The reason is not a good one, however.
Teens in the Pittsburgh metropolitan area were already facing a tougher labor market before the Great Recession than young people in most of the largest cities in America.
A report that is being released by The Brookings Institution today showed that since 2000 the economy has been more disastrous for teenagers than for any other group.
Andrew Sum, an economist who runs the Center for Labor Market Studies at Northeastern University in Boston and teamed up with Brookings for the report, said the lack of job opportunities for young people will have a ripple effect on the labor market for years because young people who work, and develop a track record of working, are more likely to work in coming years.
Nationally the teen employment rate, which had been 45 percent for 16- to 19-year-olds in 2000, fell 19 percentage points to 26 percent in 2011.
In Pittsburgh, comparing March 2000 to March 2012 the employment rate fell by just 5.2 percentage points, which is the second lowest decline in the country. The catch is that Pittsburgh’s employment rate for 16- to 19-year-olds was just 40.2 percent in 2000, ranking the city as 75th in the top 100 metropolitan areas. By 2012, the seven-county Pittsburgh metropolitan area ranked 14th in the nation for teen employment, even through the employment rate had fallen to 35.1 percent.
For people who are starting their working lives, delaying that first job delays future advancement.
“The more that you worked last year, the greater the likelihood you are going to work this year,” Mr. Sum said.
Jobs pull teenagers out of their world filled with only adolescents and introduce them to adults who are neither parents nor teachers and who really don’t have any reason to care for them, he said. They also learn about responsibility and accountability in a way that parents and educators can’t teach.
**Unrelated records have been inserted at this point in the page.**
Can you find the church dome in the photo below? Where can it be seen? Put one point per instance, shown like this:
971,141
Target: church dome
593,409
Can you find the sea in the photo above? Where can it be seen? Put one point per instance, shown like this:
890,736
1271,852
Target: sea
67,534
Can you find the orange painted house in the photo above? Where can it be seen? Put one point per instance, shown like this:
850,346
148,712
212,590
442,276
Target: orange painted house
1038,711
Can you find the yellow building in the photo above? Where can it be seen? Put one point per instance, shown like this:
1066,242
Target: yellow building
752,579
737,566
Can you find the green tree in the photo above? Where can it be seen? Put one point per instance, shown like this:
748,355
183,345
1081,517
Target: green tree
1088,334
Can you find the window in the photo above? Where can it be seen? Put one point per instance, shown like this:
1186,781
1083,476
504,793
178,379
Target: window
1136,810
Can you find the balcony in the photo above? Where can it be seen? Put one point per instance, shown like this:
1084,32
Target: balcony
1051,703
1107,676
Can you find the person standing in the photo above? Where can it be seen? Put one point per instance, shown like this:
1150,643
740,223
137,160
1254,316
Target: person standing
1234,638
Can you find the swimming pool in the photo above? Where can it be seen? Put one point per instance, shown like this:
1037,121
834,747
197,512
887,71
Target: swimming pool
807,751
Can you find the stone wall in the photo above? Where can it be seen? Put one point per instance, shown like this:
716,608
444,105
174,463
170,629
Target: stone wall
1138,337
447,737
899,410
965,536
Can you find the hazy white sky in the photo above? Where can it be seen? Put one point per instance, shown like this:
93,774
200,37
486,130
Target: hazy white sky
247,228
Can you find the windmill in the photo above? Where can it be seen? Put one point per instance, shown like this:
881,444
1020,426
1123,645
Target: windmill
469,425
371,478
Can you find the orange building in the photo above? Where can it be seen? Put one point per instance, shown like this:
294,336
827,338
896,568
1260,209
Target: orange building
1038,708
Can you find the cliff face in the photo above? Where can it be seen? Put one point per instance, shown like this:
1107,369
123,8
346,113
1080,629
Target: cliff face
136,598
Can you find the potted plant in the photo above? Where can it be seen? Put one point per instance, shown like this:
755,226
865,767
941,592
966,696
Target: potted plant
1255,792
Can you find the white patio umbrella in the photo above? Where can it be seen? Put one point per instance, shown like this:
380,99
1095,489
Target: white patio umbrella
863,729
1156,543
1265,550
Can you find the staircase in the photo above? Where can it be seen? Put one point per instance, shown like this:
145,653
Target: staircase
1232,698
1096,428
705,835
Teenagers bring the work experience they have into their 20s and Mr. Sum’s work showed that workers who were 20- to 24-years old also are suffering from lower employment levels.
On a national level, the employment level of workers in their early 20s fell from 72 percent in 2000 to 61 percent in 2011. In Pittsburgh their employment rate fell from 68.5 percent in March 2000 to 67.4 percent in March 2012.
Workers in the prime of their working years also lost ground in the wake of the Great Recession, with employment falling for 25- to 34-year olds from 82 percent in 2000 to 74 percent in 2011 and 35- to 54-year-olds falling from 81 percent to 76 percent.
However, the share of older workers is growing. The employment rates for workers aged 55 to 64 grew from 58 percent in 2000 to 60 percent in 2011 and more dramatically for workers retirement-aged workers of 64 to 74 whose employment percentage grew from 19 to 25 percent.
Mr. Sum said when teenagers go into the labor market, they now face competition from a wide range of generations.
The employment decline for teenagers is the worst that has ever been measured for any group, Mr. Sum said. “This is not something that should be ignored or downplayed because of all these path dependency effects.”